Do we see EdTech failures more easily than the corresponding successes?
In the past I have found it easy to quote some key EdTech failures. Examples include the general deployment of Interactive Whiteboards without any training as to their use, a similar issue where iPads were broadly deployed across a district in the US and the limited funding for laptops for teachers in UK schools without plans for an eventual refresh cycle. These and many other examples come quite easily to mind, yet similar stories of success don’t come as easily. This introduces the availability bias as we start to perceive the events which come more readily to mind are therefore more likely to occur: That technology implementations therefore are more likely to fail.

Given we are often looking for proof of the impact or value in EdTech the fact that successes don’t come easily to mind is of concern. This makes me wonder about the potential for the availability bias to impact on technology decisions and in particularly in some reluctance to embrace technology use. If it is the failures of technology implementations which come easy to mind, is it any wonder why there is reluctance in investing in technology solutions. Combined with the overall cost of technology, which is generally one of the three most expensive items on a school budget, it seems predictable that, without an outside stimulus, technology adoption will be slow.
Added to the above you also have the complexity of technology use in schools, requiring skills and understanding in relation to the technology itself, but also subject content and pedagogical knowledge, combined with the interrelationship between each. This therefore requires a team of staff to be involved, which brings with it the usual social dilemmas associated with teamwork. In turn this may increase the likelihood of failure or may at least encourage a sub-optimum solution to be accepted as team members each have to make compromises, finally arriving at an acceptable, but less than best, solution.
And where we do see successes, most often in a conference presentation or a case study, they seldom outline the difficulties which occurred during their relevant project lifespan. I think any significant IT project which went perfectly as planned lacks credibility in my eyes. I put the probability of such an occurrence within a busy operating school, where the project was significant enough to take months or years of work, to be low to nil. This might help explain why the successes don’t come mind, as they lack the believability or the detail to make them memorable, whereas the failures each have a clear cause and effect.

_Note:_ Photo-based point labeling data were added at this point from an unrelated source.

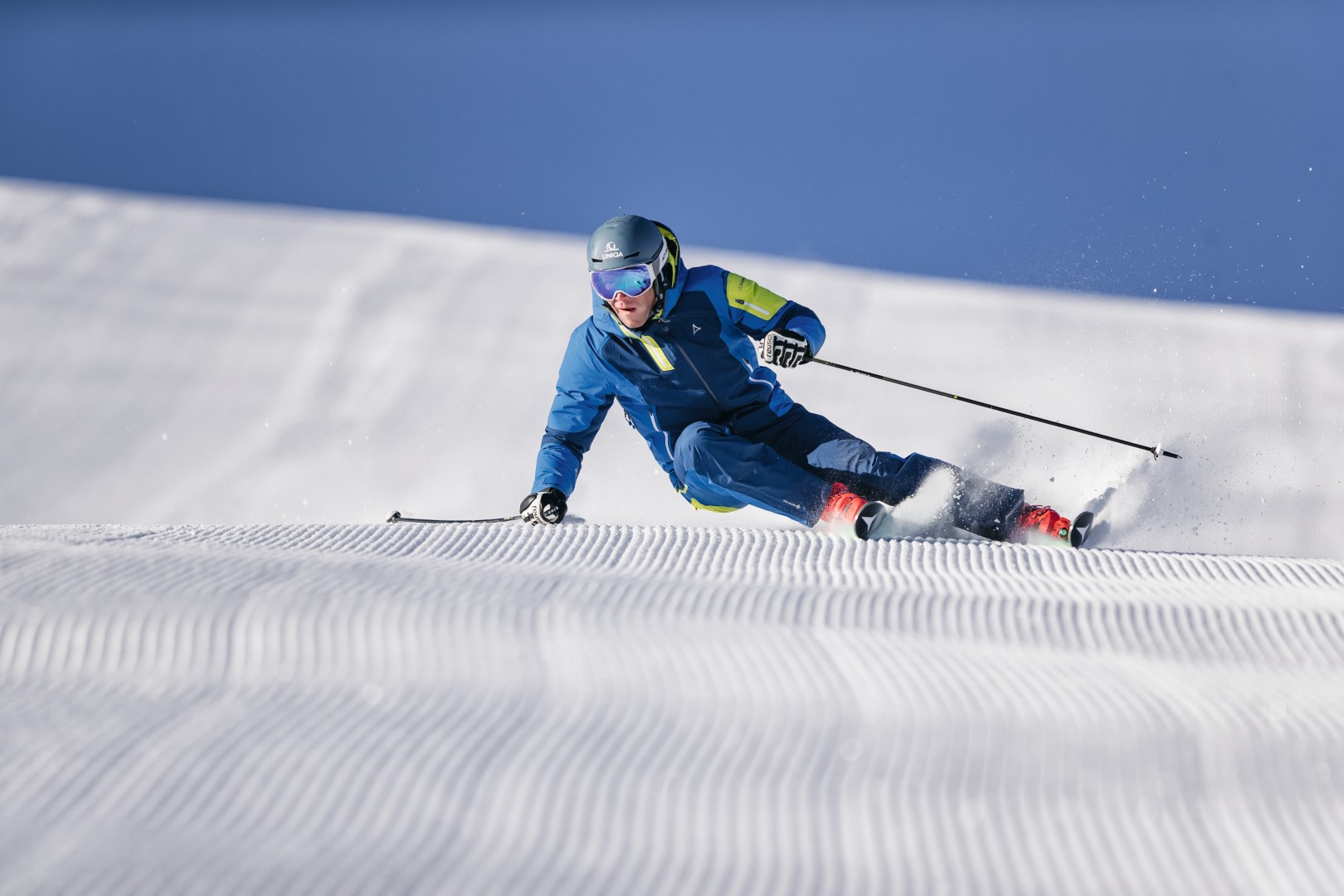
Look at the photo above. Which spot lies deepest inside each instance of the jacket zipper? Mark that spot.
(689, 360)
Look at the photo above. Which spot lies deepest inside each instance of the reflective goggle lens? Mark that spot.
(632, 281)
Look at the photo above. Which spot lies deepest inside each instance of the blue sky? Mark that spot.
(1177, 151)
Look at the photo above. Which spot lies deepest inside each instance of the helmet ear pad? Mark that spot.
(667, 275)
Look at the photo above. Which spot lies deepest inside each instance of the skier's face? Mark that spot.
(633, 310)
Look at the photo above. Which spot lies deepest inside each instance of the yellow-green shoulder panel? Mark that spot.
(753, 299)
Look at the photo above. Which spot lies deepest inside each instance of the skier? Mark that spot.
(674, 347)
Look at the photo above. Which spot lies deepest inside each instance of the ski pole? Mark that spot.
(1157, 450)
(397, 518)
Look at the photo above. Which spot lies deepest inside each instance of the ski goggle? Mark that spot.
(632, 281)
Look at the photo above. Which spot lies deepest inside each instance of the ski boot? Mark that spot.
(1040, 524)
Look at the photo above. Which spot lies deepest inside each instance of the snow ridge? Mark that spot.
(596, 709)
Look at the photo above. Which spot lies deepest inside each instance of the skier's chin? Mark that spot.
(632, 319)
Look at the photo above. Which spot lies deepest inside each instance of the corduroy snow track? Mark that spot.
(592, 709)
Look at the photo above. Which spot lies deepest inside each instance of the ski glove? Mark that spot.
(543, 508)
(785, 348)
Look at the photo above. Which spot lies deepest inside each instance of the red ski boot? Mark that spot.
(843, 507)
(1038, 523)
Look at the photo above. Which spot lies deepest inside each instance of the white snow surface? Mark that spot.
(221, 672)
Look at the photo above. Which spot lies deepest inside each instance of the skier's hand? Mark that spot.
(784, 348)
(543, 508)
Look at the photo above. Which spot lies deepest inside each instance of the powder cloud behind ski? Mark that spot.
(190, 362)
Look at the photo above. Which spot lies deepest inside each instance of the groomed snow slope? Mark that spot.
(655, 700)
(416, 709)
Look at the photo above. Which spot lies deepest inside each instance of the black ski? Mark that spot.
(1081, 529)
(397, 518)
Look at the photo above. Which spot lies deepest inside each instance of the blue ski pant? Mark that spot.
(788, 464)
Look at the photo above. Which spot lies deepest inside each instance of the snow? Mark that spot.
(221, 672)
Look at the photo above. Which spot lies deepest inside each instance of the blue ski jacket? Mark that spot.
(694, 363)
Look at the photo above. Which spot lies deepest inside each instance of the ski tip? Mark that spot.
(1079, 529)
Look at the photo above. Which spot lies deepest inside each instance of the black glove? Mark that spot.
(543, 508)
(784, 348)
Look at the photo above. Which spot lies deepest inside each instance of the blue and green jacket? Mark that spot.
(694, 363)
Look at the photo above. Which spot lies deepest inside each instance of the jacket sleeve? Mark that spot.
(757, 310)
(582, 399)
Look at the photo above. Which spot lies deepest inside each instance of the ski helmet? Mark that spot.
(626, 241)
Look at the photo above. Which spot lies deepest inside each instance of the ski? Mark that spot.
(397, 518)
(878, 522)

This leaves us with limited options for the implementation of technology projects. As I see it the options are the small pilot project, which is grown, a significant external stimulus or some heroic leadership forcing implementation. The pandemic has certainly been an external stimulus however isnt something we would want to repeat. For now, we simply need to try and use this stimulus to drive forward with appropriate technology projects, while the impetus still exists, for I don’t see this will continue for more than 6 to 12 months. Heroic leadership as a solution, isnt something I would advocate given risk of going down a rabbit hole and/or negatively impacting on organisational culture. As such the best option appears to be to continue with pilot projects and growing those which appear to have a positive impact, but the issue here is that this approach is slow and not particularly agile.
So what is the solution?
I don’t think I have one, other than to be aware that what we perceive is likely influenced by bias. As such, although we can learn, more often, from the failures, and only occasionally, from the successes of others, we might simply need to get on and try things, success or fail, then iterate from there. We need to find our one solution, that which what works for our own school, its context, staff, students, parents and wider community.